Ruth and Naomi Leave Moab, 1860, by Julius Schnorr von Carolsfeld (1794-1872).
What does a Biblical immigration policy look like? That’s the question I asked myself for years, well before I started writing the current series on immigration, which has now, remarkably, stretched to eighteen installments.
I began writing this series in September 2016, just a couple months before as the US presidential election that had featured immigration as a major issue. Democrat Hillary Clinton told voters, in effect, “you know that whole system of taxpayer subsidized mass immigration / migration / and refugee resettlement?, well, it’s great, it’s wonderful, we need to do more of it and the faster the better. And if you don’t agree with me, you’re irredeemably depolorable.”
Donald Trump, on the other hand, stated that the interests of the American people should be considered first when formulating immigration policy. This is the sort of talk that, on the surface, would seem about as non-controversial as declaring the sun rises in the east, but it sent much of the intellectual, media, and political elite into a paroxysm of outrage.

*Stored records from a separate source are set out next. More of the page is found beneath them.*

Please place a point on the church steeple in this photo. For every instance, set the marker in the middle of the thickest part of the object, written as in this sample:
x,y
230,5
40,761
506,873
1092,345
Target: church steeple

Much to the shock and chagrin of the movers and shakers, and to the delight of the depolorables, Trump won. In large part, his victory can be attributed to the perceptions by ordinary Americans that he actually took their concerns about immigration policy seriously, rather than unctuously lecture them about how they have a moral obligation to underwrite the costs of mass welfare-based immigration – regardless of how heavy the burden – and then denounce them as hate filled xenophobes for raising even the mildest objection to this arrangement.